Getting Started

This module provides cached loading of open datasets from SherlockML. To view the available datasets:

In [1]:
from sherlockml import opendata
In [2]:
opendata.ls()
Out[2]:
['/census/',
 '/census/census_by_outputarea.csv',
 '/census/census_variable_info.csv',
 '/census/outputarea_localauthority_mapping.csv',
 '/census/outputarea_lsoa_msoa_mapping.csv',
 '/census/outputarea_parliamentaryconstituency_mapping.csv',
 '/census/postcode_outputarea_mapping.csv',
 '/geojson/',
 '/geojson/local_authorities.json',
 '/geojson/lower_super_output_areas.json',
 '/geojson/middle_super_output_areas.json',
 '/geojson/output_areas.json',
 '/geojson/parliamentary_constituencies.json',
 '/higgs_boson/',
 '/higgs_boson/README.md',
 '/higgs_boson/higgs.csv',
 '/higgs_boson/higgs_test.csv',
 '/higgs_boson/higgs_train.csv',
 '/higgs_boson/higgs_validate.csv',
 '/input/',
 '/input/census/census_by_outputarea.csv',
 '/input/census/census_variable_info.csv',
 '/input/census/outputarea_localauthority_mapping.csv',
 '/input/census/outputarea_lsoa_msoa_mapping.csv',
 '/input/census/outputarea_parliamentaryconstituency_mapping.csv',
 '/input/census/postcode_outputarea_mapping.csv',
 '/input/geojson/',
 '/input/geojson/local_authorities.json',
 '/input/geojson/lower_super_output_areas.json',
 '/input/geojson/middle_super_output_areas.json',
 '/input/geojson/output_areas.json',
 '/input/geojson/parliamentary_constituencies.json']

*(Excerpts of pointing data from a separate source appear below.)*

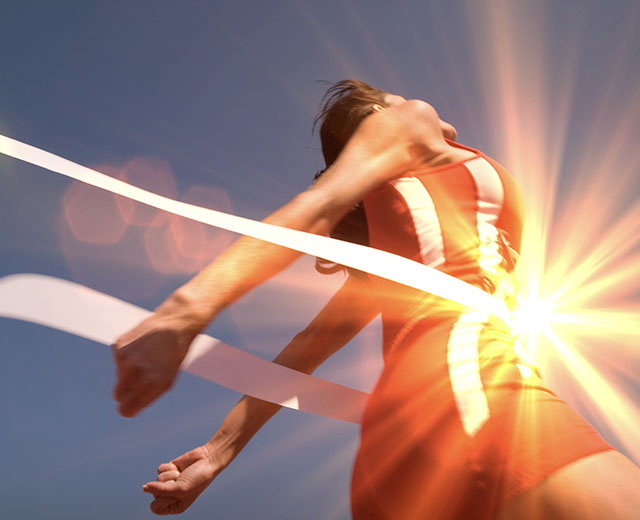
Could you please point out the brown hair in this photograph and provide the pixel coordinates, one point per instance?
(343, 107)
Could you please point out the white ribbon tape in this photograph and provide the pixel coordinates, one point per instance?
(374, 261)
(78, 310)
(102, 318)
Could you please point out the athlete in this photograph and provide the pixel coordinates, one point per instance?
(460, 424)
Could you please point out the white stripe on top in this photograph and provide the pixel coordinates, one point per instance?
(490, 201)
(425, 219)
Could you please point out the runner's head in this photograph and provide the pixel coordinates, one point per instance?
(345, 104)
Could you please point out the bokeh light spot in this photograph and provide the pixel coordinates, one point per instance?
(91, 214)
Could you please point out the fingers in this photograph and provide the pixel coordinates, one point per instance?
(167, 506)
(168, 488)
(167, 466)
(168, 475)
(186, 459)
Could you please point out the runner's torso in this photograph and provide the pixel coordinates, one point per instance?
(464, 218)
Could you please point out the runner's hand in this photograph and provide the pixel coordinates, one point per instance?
(147, 360)
(182, 480)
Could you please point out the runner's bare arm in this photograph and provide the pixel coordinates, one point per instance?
(182, 480)
(385, 145)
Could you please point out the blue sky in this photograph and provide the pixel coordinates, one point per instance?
(223, 94)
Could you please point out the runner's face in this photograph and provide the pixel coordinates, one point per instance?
(448, 130)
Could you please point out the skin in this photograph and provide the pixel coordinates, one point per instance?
(387, 144)
(403, 136)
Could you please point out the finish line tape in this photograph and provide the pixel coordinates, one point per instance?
(374, 261)
(78, 310)
(208, 357)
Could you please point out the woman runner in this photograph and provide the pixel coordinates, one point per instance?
(460, 425)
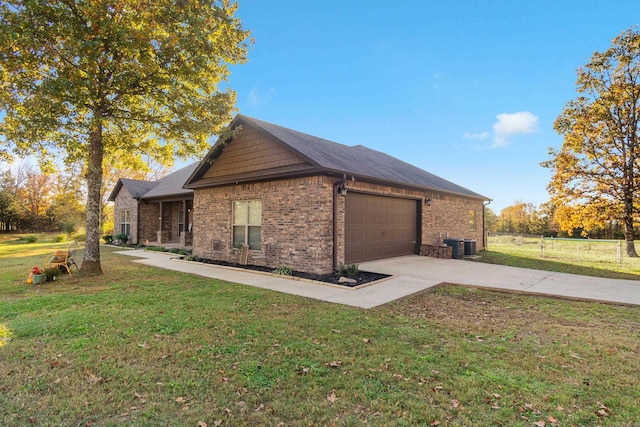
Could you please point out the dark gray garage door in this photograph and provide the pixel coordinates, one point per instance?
(379, 227)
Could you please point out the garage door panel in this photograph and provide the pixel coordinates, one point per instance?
(379, 227)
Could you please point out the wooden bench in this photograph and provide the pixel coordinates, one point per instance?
(62, 258)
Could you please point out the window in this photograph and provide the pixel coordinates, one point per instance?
(180, 222)
(247, 223)
(125, 224)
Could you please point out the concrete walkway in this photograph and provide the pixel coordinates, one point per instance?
(413, 274)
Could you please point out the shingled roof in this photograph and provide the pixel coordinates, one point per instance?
(359, 161)
(168, 186)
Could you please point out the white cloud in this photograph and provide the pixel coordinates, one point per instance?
(512, 124)
(507, 126)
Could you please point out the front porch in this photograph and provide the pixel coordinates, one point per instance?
(167, 223)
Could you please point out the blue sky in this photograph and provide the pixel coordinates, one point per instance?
(468, 90)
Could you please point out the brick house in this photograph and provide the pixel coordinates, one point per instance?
(313, 204)
(155, 212)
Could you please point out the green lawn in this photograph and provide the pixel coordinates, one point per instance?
(576, 256)
(141, 346)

To load one of the datasets into a pandas DataFrame:

In [3]:
df = opendata.load('/census/census_by_outputarea.csv')
In [4]:
df.head()
Out[4]:
OA Total_Population Total_Households Total_Dwellings Total_Household_Spaces Total_Population_16_and_over Total_Population_16_to_74 Total_Pop_No_NI_Students_16_to_74 Total_Employment_16_to_74 Total_Pop_in_Housesholds_16_and_over ... u158 u159 u160 u161 u162 u163 u164 u165 u166 u167
0 E00000001 194 99 115 115 173 148 148 102 173 ... 6 18 57 14 9 2 2 0 0 0
1 E00000003 250 112 125 125 218 199 199 147 218 ... 10 24 74 32 6 2 1 2 1 5
2 E00000005 367 217 241 241 337 304 304 241 337 ... 16 37 117 52 12 7 9 3 0 4
3 E00000007 123 83 103 103 113 111 111 86 113 ... 4 18 36 20 9 0 2 0 0 1
4 E00000010 102 78 79 79 97 86 86 59 97 ... 12 11 16 16 6 0 5 0 0 5

5 rows × 178 columns

That’s it! The data will be cached on disk so as to not download it again. In addition, it will be cached in memory for performance. If the file gets updated on SherlockML, this module ensures you always have the latest version.